The RRC told CBS Austin last week that the issue was due to “low-pressure issues [in gas delivery pipelines] due to extremely high demand” in certain Atmos service areas.

The company has more than two million customers throughout the state.

A spokesman with Atmos Energy told High Plains Pundit Wednesday evening, “We take seriously our responsibility to provide safe and reliable natural gas services as well as to be a trusted partner in the communities we serve. That responsibility includes undertaking operational planning and preparation to provide such safe and reliable service all throughout the year.”

“Despite those preparations, last week, we fell short for some of our customers who experienced interruptions in their natural gas service. That is not acceptable. And though we worked to restore service as quickly and safely as possible, we apologize for that service disruption.”

The spokesman added that Atmos is “committed to working with our regulators and key stakeholders to address those issues.” The company did not specify what caused the supply outage.

In his letter to the RRC, which regulates the state’s oil and gas industry, Abbott said, “Atmos’ conduct is unacceptable, and concrete action must be taken by the RRC to ensure it is not repeated the next time that winter weather engulfs our state.”

On Wednesday evening, the RRC announced it had already initiated an investigation into Atmos.
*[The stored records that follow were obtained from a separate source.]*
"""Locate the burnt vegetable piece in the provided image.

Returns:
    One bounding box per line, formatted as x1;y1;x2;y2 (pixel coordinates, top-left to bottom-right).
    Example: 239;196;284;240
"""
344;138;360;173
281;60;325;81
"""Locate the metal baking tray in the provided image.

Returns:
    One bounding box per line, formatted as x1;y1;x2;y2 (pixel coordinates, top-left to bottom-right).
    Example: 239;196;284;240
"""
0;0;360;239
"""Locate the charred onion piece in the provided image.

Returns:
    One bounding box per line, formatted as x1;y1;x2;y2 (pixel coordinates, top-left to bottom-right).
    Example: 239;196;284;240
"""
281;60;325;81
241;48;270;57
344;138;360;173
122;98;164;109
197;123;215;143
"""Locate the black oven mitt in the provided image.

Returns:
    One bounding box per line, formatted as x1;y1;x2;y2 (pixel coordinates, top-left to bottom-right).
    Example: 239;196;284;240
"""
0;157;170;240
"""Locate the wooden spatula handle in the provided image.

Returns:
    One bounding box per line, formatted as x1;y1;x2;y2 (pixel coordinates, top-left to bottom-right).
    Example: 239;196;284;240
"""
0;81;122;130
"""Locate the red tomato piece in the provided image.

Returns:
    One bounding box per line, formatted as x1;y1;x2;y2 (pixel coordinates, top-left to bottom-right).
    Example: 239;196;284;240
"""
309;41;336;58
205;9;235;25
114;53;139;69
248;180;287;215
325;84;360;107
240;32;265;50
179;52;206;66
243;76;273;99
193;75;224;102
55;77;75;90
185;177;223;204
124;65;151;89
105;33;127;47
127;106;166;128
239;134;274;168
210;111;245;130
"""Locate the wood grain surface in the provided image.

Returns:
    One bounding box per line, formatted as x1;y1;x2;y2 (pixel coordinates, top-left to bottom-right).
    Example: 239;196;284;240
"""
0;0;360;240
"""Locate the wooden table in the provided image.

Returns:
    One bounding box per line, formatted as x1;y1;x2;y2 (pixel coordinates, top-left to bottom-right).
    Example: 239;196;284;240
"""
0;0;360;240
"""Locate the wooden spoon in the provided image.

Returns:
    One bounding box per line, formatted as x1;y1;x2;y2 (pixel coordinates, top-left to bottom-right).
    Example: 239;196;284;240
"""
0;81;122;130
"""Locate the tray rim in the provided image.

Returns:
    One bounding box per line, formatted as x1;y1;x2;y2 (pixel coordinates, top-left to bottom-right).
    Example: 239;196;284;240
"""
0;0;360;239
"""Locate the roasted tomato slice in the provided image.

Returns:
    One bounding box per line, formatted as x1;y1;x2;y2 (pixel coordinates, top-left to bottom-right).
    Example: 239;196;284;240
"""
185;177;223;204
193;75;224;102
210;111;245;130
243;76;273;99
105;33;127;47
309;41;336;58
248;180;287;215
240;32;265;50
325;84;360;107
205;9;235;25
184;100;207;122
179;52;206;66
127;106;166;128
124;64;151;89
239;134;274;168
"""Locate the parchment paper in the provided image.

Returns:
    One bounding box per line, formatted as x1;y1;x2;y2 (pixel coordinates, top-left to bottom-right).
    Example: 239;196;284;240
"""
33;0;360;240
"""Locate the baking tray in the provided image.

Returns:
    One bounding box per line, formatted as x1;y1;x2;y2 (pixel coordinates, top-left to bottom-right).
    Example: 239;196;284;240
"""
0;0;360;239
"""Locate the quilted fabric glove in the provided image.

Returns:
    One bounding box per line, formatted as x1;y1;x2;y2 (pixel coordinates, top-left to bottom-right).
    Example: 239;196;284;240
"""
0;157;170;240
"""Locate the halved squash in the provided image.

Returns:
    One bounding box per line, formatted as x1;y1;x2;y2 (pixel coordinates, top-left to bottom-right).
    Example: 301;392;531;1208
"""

”Given RRC’s concern, on Tuesday, the Commission issued a request to Atmos Energy to provide a full account of the details of what occurred,” the commission release states. “Those include:

a detailed account of the number and location of customers whose service was negatively impacted and the duration of such impact

detailed explanations of the cause of low pressure or other issues negatively impacting natural gas service in each location

status and data of pipeline and system capacity to meet demand growth in the areas

Atmos’ plan to address the issues so that interruptions to natural gas service will not occur again in the future, with estimated costs and timeline to remedy the cause.”

The RRC reiterated its previous statement about the low pressure in its Wednesday release.

A cold snap ushered in low temperatures across Texas last week, causing electricity demand to surge — the Electric Reliability Council of Texas (ERCOT) grid peaked on December 23 at about 74,000 megawatts (MW). Throughout the event, natural gas generated the majority of the electricity at some points, between 70 percent and 80 percent of the total capacity. Both the Southwest Power Pool and the Midcontinent Independent System Operator, regional grids that contain small portions of Texas, ran into some weather-related consternation as well

Despite the grid stress — and media anxiety — the ERCOT grid did not dip into reserves, let alone issue emergency conditions.

Upwards of 70,000 people across the state faced power outages during the cold snap, but each of those were due to localized issues like downed power lines.

After the most difficult period concluded, ERCOT said on Christmas Eve, “Thank you to all who worked around the clock to keep the grid reliable during Winter Storm Elliott. We continue to closely monitor and expect sufficient generation to meet demand. If you have an outage, please contact your local provider.”